9. Question de souveraineté : plutôt Hitler que le Front populaire
Lorsque nous (Michel J. Cuny - Françoise Petitdemange) sommes venus offrir "Fallait-il laisser mourir Jean Moulin?" à Annie, la fille de Pierre Cot, nous avons eu la surprise de découvrir son étonnement et même son incrédulité devant l'appréciation extrêmement positive que nous avons de l'ensemble de la trajectoire politique de son père, et de pouvoir mesurer son émotion de prendre connaissance du lien particulièrement étroit que nous établissons entre Jean Moulin et le même Pierre Cot à propos, en particulier, de l'élaboration du Conseil National de la Résistance.
En cette année-là (1995, vraisemblablement), Pierre Cot passait pour avoir sans doute été un agent... du KGB, et Jean Moulin lui-même s'apprêtait à monter dans la charrette des traîtres à la patrie.
Très inquiète, elle aussi, Lucie Aubrac nous avait dit à peu près ceci quelques semaines plus tôt : "Encore heureux, qu'ils n'aient pas déjà l'idée de sortir Jean Moulin du Panthéon!"
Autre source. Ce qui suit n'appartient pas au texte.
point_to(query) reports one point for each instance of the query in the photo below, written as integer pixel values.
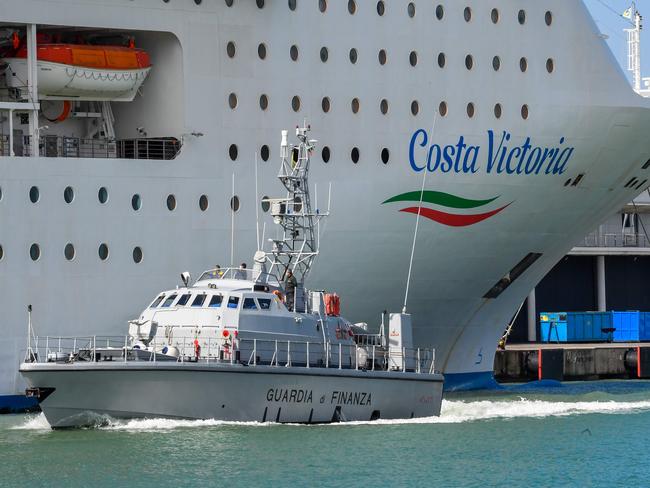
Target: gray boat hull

Dans un geste troublant de naïveté et de précipitation, Annie Cot nous a alors remis ce qui lui paraissait être une sorte de protection décisive pour la mémoire de son père. Quatre universitaires venaient de rassembler, dans un très modeste fascicule, une défense et illustration des faits et gestes politiques de celui-ci, faits et gestes (de détail) qui semblaient démontrer que, que et que. Il en résultait que l'ensemble d'une extraordinaire carrière d'homme d'Etat, et tout particulièrement la gloire inoubliable que devrait valoir à l'ancien ministre de l'Air du Front populaire, Pierre Cot, d'avoir été l'auteur intellectuel véritable de la trajectoire politique de Jean Moulin disparaissaient derrière une prétendue défense dont l'essentiel était qu'à force de défendre, elle ne faisait qu'enfoncer celui qu'à chaque ligne elle démolissait plus ou moins inconsciemment... Il ne restait plus qu'à attendre que les archives de Moscou parlent.
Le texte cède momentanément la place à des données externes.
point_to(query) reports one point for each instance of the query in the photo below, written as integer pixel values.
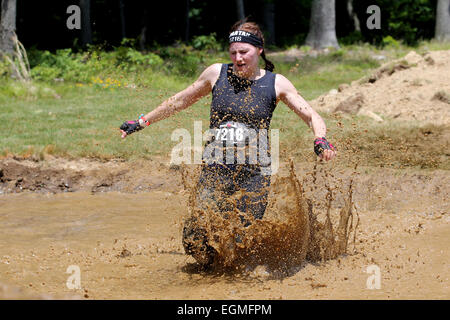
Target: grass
(82, 119)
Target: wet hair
(252, 27)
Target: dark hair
(252, 27)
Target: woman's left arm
(287, 93)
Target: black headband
(244, 36)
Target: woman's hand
(128, 127)
(324, 149)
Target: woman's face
(245, 58)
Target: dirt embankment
(413, 88)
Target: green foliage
(411, 20)
(207, 42)
(388, 41)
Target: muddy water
(128, 246)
Peu après, une lamentable biographie de Pierre Cot devait, de la même façon, oublier complètement Jean Moulin et annoncer que les archives de Moscou, et puis les traductions des documents codés, mais traductions qui demanderaient sans doute quelques années pour... parce que la complexité... enfin, on verrait bien.
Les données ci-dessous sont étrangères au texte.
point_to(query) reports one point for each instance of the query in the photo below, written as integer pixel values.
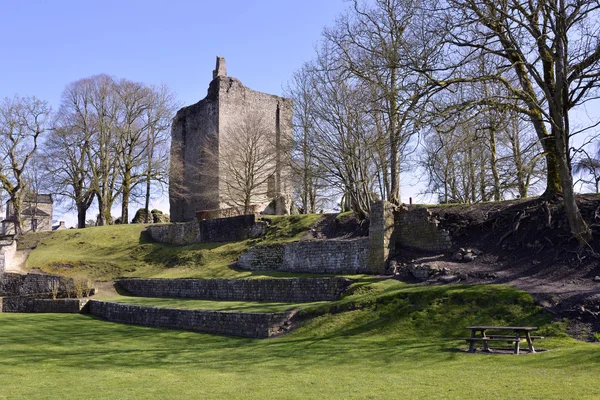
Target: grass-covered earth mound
(384, 339)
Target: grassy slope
(384, 340)
(396, 346)
(109, 252)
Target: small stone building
(36, 214)
(201, 138)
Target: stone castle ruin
(207, 139)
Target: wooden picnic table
(519, 333)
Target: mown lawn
(393, 341)
(383, 340)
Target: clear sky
(48, 44)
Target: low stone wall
(252, 325)
(209, 230)
(18, 285)
(27, 304)
(227, 212)
(293, 290)
(418, 228)
(315, 256)
(8, 248)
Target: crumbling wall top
(220, 69)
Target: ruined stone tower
(201, 137)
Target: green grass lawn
(109, 252)
(398, 344)
(382, 340)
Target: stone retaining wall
(17, 285)
(293, 290)
(209, 230)
(315, 256)
(26, 304)
(252, 325)
(418, 228)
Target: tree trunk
(81, 214)
(147, 200)
(559, 113)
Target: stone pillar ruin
(381, 229)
En 2012, c'est-à-dire près de vingt ans plus tard, tout ceci est devenu parfaitement inutile, puisqu'il n'y aurait apparemment plus rien à défendre du passé glorieux de la France résistante : Jean Moulin est tout de même encore au Panthéon, mais notre pays lui-même est désormais intégré jusqu'à la moëlle dans l'Europe allemande puisque, ainsi que le signalait l'économiste Christian Saint-Etienne le 23 janvier de cette même année devant la caméra de Xerfi Canal : "De facto, la France vit un effondrement, un mai 40 économique."
Que peut donc bien signifier tout cela?